An jenem schicksalhaften Tag lag die Welt da wie in Bernstein gegossen. Der Winter hatte das Land in seine kalten Arme geschlossen und fast schien es, als wolle er diese Umarmung nie wieder lösen. Just an diesem Tag zeigte sich zum ersten Mal seit einer Woche die Sonne. Der Himmel wölbte sich topasfarben über das Land. Schnee und Eis formten eine fast keramische Hülle, die über allem lag, das stabil genug war, um nicht unter der Last zusammenzubrechen. Mit Beginn des neuen Semesters hatte man mir eine Professur an der Universität angeboten, die ich sofort annahm. Schließlich erkannte ich sie als Chance, meine Forschungen weiter zu betreiben und dabei keine Gedanken an mein Auskommen verschwenden zu müssen.

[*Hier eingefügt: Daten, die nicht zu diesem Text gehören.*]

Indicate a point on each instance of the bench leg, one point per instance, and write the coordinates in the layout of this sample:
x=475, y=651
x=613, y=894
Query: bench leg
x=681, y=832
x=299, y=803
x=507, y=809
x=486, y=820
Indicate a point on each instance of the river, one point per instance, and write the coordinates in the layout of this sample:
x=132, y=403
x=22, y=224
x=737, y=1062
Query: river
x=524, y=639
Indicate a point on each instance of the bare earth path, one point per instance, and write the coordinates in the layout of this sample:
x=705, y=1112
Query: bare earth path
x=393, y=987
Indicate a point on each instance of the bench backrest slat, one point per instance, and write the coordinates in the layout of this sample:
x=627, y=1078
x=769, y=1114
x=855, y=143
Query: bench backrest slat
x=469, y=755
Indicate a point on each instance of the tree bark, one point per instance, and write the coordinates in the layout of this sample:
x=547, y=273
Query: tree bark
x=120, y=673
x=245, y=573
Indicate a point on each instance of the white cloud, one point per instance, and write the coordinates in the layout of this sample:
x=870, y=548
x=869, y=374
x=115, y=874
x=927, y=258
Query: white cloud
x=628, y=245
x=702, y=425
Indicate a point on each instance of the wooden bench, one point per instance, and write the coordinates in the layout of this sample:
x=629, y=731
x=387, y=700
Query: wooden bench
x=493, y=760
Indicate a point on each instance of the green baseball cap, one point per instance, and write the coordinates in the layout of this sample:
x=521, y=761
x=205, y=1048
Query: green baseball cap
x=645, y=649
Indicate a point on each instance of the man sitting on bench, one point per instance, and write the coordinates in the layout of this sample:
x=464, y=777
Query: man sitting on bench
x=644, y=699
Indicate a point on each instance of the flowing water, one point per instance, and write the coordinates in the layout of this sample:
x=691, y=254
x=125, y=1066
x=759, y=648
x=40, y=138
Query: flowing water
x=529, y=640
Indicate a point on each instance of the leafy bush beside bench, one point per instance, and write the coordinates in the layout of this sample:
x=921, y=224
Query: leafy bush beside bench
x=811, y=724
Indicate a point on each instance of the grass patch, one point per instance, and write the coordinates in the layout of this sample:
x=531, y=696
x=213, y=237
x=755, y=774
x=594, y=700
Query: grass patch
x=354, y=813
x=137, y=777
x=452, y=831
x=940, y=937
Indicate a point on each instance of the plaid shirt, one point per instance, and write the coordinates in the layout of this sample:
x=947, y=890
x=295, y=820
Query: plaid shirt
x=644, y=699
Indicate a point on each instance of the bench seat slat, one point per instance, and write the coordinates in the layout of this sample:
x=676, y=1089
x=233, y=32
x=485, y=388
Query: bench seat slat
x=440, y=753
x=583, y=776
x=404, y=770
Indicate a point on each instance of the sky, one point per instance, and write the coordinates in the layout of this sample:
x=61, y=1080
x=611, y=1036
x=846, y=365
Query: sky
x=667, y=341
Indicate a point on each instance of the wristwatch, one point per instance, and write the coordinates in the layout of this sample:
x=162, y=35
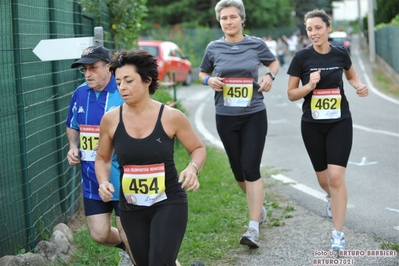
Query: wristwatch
x=271, y=75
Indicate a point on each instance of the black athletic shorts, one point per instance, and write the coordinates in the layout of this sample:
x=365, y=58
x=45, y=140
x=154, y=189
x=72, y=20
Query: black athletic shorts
x=328, y=143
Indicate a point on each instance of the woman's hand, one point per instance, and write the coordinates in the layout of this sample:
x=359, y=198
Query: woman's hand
x=216, y=83
x=189, y=175
x=265, y=83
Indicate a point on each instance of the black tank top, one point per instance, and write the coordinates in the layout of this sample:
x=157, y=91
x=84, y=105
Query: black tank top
x=157, y=147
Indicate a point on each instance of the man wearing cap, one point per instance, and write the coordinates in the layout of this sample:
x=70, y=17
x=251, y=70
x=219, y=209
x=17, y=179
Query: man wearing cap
x=90, y=101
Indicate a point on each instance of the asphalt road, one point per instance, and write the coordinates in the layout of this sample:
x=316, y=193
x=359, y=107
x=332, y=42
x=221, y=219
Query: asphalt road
x=373, y=172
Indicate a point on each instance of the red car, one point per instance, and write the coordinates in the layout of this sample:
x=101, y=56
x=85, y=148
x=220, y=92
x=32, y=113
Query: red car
x=170, y=60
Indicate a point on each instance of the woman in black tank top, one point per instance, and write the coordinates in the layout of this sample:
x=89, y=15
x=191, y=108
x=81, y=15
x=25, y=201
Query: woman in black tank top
x=153, y=201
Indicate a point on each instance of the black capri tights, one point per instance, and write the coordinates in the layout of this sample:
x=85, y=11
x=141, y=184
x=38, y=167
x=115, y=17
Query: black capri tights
x=243, y=138
x=328, y=143
x=155, y=233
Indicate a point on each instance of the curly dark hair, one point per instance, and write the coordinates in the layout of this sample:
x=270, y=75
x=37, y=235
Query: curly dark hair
x=144, y=63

Durch die Jahreszeit lag jedoch nicht nur die Welt auf Eis. Jeden Tag wanderte ich auf denselben verschlungenen Wegen über den verlassenen Campus. Folgte einer Spur, die sich dem menschlichen Auge verschloss. Die meisten Studenten hatten die Universität über die Ferien verlassen. Die wenigen Menschen, die über die Feiertage nicht zu ihren Familien gefahren waren arbeiteten entweder, um ihr Studium zu finanzieren oder es mangelte ihnen an Motiven für eine Heimkehr. Aber bei ihr war das ganz offensichtlich anders.

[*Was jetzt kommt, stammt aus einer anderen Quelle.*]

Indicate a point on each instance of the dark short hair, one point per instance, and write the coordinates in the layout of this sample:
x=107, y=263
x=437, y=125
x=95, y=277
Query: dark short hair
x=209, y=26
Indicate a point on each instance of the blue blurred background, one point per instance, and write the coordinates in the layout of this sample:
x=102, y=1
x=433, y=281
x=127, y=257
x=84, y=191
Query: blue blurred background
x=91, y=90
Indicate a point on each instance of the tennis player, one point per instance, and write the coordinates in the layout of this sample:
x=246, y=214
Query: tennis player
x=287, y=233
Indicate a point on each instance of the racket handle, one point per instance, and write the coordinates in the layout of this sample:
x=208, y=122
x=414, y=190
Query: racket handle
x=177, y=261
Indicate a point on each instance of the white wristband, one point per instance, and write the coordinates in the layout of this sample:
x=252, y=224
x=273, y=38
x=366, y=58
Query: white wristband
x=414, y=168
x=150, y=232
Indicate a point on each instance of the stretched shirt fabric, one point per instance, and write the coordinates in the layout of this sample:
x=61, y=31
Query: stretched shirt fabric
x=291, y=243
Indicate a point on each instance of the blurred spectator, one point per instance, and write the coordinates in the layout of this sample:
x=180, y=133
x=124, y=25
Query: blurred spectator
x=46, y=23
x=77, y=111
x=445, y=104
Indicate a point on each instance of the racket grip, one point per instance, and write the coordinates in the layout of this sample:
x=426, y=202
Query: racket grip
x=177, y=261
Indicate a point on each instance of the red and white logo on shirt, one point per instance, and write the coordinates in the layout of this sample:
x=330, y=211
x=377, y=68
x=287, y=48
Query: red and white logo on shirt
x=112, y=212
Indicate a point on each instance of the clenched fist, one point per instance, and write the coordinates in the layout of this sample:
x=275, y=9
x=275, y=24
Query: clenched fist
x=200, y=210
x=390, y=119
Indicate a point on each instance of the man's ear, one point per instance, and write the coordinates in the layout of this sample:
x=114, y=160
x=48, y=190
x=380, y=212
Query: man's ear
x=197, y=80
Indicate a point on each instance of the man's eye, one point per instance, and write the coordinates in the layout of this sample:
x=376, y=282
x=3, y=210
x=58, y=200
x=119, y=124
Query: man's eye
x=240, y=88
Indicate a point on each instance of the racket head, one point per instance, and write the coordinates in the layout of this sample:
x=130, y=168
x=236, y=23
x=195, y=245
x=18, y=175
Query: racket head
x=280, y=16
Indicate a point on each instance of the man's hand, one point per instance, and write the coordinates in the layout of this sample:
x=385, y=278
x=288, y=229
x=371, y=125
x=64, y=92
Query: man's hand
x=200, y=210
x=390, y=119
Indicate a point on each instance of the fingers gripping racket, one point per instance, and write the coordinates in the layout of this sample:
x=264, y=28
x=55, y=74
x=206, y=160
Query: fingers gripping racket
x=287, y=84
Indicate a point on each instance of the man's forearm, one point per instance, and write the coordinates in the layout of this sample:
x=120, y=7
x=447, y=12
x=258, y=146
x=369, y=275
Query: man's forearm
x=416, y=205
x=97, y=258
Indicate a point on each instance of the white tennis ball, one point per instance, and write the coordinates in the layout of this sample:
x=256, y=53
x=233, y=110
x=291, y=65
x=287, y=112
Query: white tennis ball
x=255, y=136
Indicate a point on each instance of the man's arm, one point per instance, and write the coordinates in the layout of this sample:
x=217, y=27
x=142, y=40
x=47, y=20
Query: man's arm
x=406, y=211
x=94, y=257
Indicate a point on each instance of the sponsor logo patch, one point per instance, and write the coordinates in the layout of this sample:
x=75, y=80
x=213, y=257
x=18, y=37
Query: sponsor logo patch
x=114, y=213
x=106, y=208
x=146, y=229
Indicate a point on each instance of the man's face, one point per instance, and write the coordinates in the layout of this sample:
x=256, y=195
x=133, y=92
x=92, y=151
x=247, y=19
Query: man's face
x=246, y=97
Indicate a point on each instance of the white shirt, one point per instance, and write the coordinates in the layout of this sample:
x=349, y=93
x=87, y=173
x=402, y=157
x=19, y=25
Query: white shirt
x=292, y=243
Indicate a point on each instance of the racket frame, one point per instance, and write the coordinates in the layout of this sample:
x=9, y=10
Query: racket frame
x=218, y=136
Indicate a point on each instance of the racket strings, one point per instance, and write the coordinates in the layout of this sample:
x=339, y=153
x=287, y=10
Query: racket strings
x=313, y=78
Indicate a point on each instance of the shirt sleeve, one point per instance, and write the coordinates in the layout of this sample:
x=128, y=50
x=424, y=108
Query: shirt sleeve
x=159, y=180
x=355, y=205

Sie hatte keine Motive für, sondern war das Motiv für etwas. Für alles! Selbst aus der Ferne erweckte es den Eindruck, als ordne sich die Welt ihr unter. Das Licht aus den Myriaden Schneekristallen unterstrich ihre makellose Haut. Jeder ihrer Schritte traf auf sicheren Grund, so als ahnte das Eis von ihrer Majestät, als schmolz das Eis unter ihren Füßen lieber, als ihr Schaden zuzufügen.
Jeder Blick ihrer Augen hatte Bedeutung. Er berührte etwas in den Dingen und Wesen, die er traf, maß sie auf eine Art, dass man schier daran zu Grunde gehen wollte. Sogar die Eisblumen reckten ihre starren Köpfchen, um zu sehen wer dort ging.

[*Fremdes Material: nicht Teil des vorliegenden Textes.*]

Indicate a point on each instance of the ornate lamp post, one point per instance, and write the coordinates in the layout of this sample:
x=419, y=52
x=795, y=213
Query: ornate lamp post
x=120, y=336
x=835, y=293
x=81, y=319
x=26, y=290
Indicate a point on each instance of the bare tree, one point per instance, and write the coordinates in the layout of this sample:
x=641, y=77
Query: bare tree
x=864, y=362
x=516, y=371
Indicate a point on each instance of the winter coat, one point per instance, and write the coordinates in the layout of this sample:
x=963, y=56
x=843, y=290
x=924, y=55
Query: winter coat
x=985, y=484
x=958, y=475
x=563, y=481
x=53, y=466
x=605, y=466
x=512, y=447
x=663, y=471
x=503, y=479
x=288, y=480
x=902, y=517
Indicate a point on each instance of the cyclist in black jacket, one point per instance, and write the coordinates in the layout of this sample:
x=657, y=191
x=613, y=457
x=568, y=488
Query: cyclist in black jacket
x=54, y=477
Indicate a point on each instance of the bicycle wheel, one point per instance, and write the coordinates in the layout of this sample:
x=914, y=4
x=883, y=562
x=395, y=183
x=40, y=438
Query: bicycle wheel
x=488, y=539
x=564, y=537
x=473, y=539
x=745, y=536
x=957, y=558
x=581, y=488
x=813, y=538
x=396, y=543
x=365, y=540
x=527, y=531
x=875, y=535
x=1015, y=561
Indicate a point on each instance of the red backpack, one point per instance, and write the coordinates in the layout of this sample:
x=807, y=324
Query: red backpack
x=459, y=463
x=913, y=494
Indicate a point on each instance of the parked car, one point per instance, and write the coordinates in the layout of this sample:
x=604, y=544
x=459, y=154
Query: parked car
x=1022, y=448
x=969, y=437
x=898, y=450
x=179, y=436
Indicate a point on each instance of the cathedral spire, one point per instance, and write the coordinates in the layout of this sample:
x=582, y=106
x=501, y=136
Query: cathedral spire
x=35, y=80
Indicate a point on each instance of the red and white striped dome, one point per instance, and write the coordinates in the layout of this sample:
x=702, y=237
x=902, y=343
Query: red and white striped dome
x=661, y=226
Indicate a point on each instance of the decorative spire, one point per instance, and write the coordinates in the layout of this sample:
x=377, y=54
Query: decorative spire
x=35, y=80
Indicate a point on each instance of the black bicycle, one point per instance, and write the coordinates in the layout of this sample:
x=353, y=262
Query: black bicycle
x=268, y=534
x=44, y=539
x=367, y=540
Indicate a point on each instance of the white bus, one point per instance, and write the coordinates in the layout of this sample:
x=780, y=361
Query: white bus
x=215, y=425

Der innere Schiefer geriet in Bewegung und mich fröstelte.
Vor mir ging meine zukünftige Königin!

Ich wollte meine Schritte in ihre Richtung lenken, wollte ihren Weg scheinbar zufällig kreuzen. Doch keines meiner Beine wollte noch gehorchen. Wie irr zerrte ich an ihnen, wollte ihnen meinen Willen mit Gewalt aufzwingen, aber nichts half.
Wütend blickte ich mich um, suchte jemand der Schuld haben musste, bis mein Blick schließlich ihren traf und getroffen floh! Sie war es! Sie hatte meinen Beinen Einhalt geboten. In mir brach etwas. Etwas warmes, etwas feuchtes, der Grund meiner Tränen und meines Glücks, das Wasser des Lebens war zu Eis erstarrt und dehnte sich in die Fugen meines Selbst aus. Jahrzehnte lang hatte es Schicht um Schicht des Ichgesteins durchtränkt, nun drückte es mit einer Unbarmherzigkeit nach außen, suchte Raum und wo es keinen fand, da schuf es. Raum wo keiner war. Und meine Königin war überall, durchmaß den Fels wie Hallen ihres Schlosses und schätzte meinen Wert.

Sie hauchte Worte tief in meine Seele, aber selbst ihre Fragen klangen nach Befehl. Bat Sie mich?!
„Wer bist du?“, hauchte sie. Ja, wer war ich überhaupt? Schichtgestein konnte ich mich nicht mehr länger nennen, nackt und entblößt wie ich nun vor ihr stand.